A propriedade, situada no Pantanal mato-grossense, havia sido colocada à venda para quitar uma dívida relacionada à campanha eleitoral do parlamentar em 1998.
A decisão foi proferida pela juíza Sinii Savana Bosse Saboia Ribeiro, da 10ª Vara Cível de Cuiabá, e publicada nesta segunda-feira (15).
O débito, que originalmente era de R$ 86 mil, ultrapassou R$ 2,5 milhões após sucessivas atualizações e cobranças judiciais.
No processo, a produtora Artimonte Filmes apresentou embargos de declaração com o objetivo de reverter a liminar que havia interrompido o leilão da fazenda.
Na decisão, a magistrada concluiu que a empresa buscava rediscutir o mérito da decisão anterior, o que não é permitido por esse tipo de instrumento processual.
“Verifica-se que a pretensão da parte embargante consiste, em realidade, na rediscussão do mérito da controvérsia e na obtenção da reforma do decisum, finalidade incompatível com a estreita via dos embargos de declaração”, destacou a juíza.
Entenda
A defesa de Júlio Campos sustenta que a execução teve como base um acordo homologado em 2015, que incluiu uma nota promissória no valor de R$ 188 mil.

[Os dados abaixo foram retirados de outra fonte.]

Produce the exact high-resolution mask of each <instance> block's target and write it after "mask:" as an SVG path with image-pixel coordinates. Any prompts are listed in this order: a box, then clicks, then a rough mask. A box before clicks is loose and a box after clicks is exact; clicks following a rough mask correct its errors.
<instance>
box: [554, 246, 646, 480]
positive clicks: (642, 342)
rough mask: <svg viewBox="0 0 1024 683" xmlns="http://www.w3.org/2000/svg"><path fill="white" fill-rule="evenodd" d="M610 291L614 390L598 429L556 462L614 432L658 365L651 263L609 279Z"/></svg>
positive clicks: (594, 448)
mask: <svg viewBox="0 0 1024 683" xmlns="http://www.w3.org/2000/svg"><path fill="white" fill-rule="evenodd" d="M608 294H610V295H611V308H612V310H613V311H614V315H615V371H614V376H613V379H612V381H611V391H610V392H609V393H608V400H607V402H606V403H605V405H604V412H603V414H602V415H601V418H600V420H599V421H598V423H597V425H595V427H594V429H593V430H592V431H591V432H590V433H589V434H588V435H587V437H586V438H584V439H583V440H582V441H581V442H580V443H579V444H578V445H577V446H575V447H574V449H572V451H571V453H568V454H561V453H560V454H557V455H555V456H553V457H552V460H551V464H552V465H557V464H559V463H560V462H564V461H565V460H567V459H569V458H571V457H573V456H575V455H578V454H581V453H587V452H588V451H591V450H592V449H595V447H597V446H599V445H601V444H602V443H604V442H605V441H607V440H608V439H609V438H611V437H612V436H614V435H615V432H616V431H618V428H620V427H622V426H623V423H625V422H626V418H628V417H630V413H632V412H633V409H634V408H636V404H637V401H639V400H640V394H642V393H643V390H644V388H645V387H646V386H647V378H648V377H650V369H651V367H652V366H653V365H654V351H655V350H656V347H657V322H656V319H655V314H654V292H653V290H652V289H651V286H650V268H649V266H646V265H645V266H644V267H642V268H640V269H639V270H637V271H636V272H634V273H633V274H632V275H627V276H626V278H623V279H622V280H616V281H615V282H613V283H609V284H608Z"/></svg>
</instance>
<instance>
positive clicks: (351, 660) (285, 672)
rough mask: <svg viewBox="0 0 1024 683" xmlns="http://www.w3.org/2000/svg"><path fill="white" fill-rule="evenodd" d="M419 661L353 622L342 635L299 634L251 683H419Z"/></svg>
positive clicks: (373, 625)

No entanto, segundo os advogados do deputado, esse título já havia sido declarado nulo pelo Tribunal de Justiça de Mato Grosso (TJMT) em decisão transitada em julgado dois anos antes.
Em abril deste ano, a juíza Olinda de Quadros Altomaré concedeu tutela de urgência para suspender o leilão até o julgamento definitivo da ação declaratória.
“A execução que se originou de tal acordo padece de nulidade absoluta, pois se funda em ‘nada jurídico’. A situação viola frontalmente o princípio basilar de que não há execução sem título válido”, registrou.
Olinda de Quadros Altomaré também classificou como grave a alegação de que a decisão judicial que anulou a nota promissória teria sido omitida durante a homologação do acordo que originou a execução.
“A alegação de que a parte exequente omitiu deliberadamente a existência de decisão anulatória transitada em julgado para obter a homologação do acordo é gravíssima e, se comprovada, macula a validade do ato”, afirmou.